Wireshark/IPv4 multicast
Wireshark is a free and open source packet analyzer used for network troubleshooting and analysis. These activities will show you how to use Wireshark to capture and analyze IPv4 multicast traffic.
Readings
[edit | edit source]- Wikipedia: Multicast
- Wikipedia: Multicast Address
- Wikipedia: Simple Service Discovery Protocol (SSDP)
- Wikipedia: Web Services Dynamic Discovery (WS-Discovery)
Preparation
[edit | edit source]To prepare for this activity:
- Start Windows.
- Log in if necessary.
- Install Wireshark.
Activity 1 - Capture IPv4 Multicast Traffic
[edit | edit source]To capture IPv4 multicast traffic:
- Start a Wireshark capture.
- In Windows, select Start and then type Network and Sharing Center in the Run box. Press Enter.
- Select Change advanced sharing settings.
- Note the current status of Network discovery. If it is already on, select Turn off network discovery and Save changes.
- Select Turn on network discovery and Save changes.
- Wait a few seconds for network discovery to generate multicast traffic.
- If Network discovery was initially off, select Turn off network discovery and Save changes to return the status to the original setting. If network discovery was initially on, leave it on.

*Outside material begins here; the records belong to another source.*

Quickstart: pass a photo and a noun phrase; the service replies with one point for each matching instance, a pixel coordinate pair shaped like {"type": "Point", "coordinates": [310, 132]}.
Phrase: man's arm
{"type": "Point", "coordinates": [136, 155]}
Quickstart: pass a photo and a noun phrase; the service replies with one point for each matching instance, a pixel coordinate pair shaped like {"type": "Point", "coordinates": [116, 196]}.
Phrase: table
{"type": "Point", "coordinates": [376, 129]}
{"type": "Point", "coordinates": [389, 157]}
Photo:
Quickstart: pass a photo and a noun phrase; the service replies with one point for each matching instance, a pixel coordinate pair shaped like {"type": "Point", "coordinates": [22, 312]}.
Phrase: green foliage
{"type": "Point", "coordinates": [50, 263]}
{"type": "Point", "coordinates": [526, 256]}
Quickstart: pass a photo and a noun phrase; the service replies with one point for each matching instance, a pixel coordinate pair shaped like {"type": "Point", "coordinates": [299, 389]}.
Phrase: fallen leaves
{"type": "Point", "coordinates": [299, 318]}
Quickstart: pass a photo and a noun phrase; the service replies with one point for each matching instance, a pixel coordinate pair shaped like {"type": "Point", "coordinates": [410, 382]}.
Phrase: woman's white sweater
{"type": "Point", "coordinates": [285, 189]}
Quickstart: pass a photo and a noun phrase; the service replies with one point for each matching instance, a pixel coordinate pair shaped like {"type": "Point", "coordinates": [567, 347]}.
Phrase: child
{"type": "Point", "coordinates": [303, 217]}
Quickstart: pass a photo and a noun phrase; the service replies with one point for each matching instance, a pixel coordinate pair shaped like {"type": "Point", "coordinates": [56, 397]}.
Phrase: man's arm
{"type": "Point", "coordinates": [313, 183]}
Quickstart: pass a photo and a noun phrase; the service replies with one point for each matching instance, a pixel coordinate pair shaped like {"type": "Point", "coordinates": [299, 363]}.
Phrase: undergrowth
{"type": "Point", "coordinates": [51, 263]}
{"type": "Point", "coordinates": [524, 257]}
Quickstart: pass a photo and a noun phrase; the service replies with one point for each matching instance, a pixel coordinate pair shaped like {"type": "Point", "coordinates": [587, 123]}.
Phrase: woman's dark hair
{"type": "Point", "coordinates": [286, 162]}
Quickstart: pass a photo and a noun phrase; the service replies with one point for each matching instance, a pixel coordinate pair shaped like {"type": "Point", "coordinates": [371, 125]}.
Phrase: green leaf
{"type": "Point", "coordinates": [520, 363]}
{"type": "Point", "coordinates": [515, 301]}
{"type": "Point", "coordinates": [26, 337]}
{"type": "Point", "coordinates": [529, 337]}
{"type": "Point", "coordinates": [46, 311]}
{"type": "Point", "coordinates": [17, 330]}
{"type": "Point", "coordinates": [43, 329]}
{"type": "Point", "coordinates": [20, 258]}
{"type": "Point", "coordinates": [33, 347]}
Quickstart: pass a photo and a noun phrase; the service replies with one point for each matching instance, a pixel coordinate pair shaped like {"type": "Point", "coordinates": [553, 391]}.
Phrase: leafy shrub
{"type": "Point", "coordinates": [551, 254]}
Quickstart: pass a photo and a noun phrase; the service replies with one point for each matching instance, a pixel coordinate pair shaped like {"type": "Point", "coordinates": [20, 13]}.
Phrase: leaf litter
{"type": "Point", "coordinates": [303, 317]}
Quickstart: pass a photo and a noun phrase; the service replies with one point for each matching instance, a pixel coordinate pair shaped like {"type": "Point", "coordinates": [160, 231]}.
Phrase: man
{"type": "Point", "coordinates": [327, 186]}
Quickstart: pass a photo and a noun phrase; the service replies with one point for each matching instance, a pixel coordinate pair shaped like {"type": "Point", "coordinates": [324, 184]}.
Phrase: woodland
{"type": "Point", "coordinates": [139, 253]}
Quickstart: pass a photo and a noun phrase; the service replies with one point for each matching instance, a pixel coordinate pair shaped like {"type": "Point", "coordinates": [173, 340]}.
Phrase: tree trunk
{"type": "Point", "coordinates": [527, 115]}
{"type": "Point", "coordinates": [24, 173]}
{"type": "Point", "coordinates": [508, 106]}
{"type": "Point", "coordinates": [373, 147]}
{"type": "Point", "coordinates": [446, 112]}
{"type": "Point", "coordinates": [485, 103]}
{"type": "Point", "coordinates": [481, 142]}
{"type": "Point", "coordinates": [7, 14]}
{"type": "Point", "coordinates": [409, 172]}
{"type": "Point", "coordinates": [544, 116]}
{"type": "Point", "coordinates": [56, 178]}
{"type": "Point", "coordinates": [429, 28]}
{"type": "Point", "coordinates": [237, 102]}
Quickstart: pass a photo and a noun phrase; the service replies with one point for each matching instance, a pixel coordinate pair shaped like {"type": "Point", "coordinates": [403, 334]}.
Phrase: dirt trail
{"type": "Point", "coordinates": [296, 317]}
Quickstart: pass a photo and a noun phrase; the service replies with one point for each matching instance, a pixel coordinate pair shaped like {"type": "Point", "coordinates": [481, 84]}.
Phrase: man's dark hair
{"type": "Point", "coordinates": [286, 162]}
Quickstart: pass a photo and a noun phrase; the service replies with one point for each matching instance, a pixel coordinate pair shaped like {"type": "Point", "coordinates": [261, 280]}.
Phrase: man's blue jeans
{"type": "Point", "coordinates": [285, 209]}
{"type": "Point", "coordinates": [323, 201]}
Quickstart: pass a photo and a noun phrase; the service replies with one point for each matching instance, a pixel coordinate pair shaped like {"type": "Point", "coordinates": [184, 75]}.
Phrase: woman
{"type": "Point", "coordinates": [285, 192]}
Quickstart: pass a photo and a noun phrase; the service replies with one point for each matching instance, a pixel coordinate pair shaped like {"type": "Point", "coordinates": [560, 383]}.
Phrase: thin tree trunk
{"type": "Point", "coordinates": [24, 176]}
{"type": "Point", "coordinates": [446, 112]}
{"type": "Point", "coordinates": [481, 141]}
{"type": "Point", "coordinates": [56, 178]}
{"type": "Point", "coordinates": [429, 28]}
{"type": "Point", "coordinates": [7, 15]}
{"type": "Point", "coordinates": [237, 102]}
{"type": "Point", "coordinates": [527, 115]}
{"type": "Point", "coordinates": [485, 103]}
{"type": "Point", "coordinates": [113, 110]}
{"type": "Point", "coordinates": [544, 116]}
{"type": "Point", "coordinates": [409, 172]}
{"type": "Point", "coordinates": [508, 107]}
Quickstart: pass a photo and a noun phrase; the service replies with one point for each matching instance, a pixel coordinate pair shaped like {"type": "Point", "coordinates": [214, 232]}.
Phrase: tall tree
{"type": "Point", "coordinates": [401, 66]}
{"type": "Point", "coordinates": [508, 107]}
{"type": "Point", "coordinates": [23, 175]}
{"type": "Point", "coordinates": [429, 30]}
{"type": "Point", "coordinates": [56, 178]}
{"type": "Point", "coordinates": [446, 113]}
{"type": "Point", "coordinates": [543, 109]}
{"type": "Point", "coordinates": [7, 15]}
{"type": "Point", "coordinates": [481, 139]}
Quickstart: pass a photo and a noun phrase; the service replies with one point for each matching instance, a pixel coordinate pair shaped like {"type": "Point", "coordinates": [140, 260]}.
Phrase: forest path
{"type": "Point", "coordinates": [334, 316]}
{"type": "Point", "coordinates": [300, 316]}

- Stop the Wireshark capture.
Activity 2 - Analyze IPv4 Multicast Traffic
[edit | edit source]To analyze IPv4 multicast traffic:
- Observe the traffic captured in the top Wireshark packet list pane. To view only IPv4 multicast traffic, type ip.addr >= 224.0.0.0 (lower case) in the Filter box and press Enter.
- The traffic you are most likely to see is Simple Service Discovery Protocol (SSDP) traffic. You may also see Web Services Dynamic Discovery (WS-Discovery) traffic or other multicast traffic. Whatever you find, select the first frame.
- Observe the packet details in the middle Wireshark packet details pane. Notice that it is an Ethernet II / Internet Protocol Version 4 frame.
- Expand Ethernet II to view the Ethernet details.
- Observe the Destination address. Notice that it starts with 01:00:5e, the Ethernet multicast address for IPv4.
- Expand Internet Protocol Version 4 to view IPv4 details.
- Observe the Destination address. Notice that it is in the 224.0.0.0 - 239.255.255.255 IPv4 multicast range. If it is SSDP or WS-Discovery traffic, it will be addressed to 239.255.255.250.
- Select additional frames and observe the Ethernet and IPv4 details for multicast traffic.
- Close Wireshark to complete this activity. Quit without Saving to discard the captured traffic.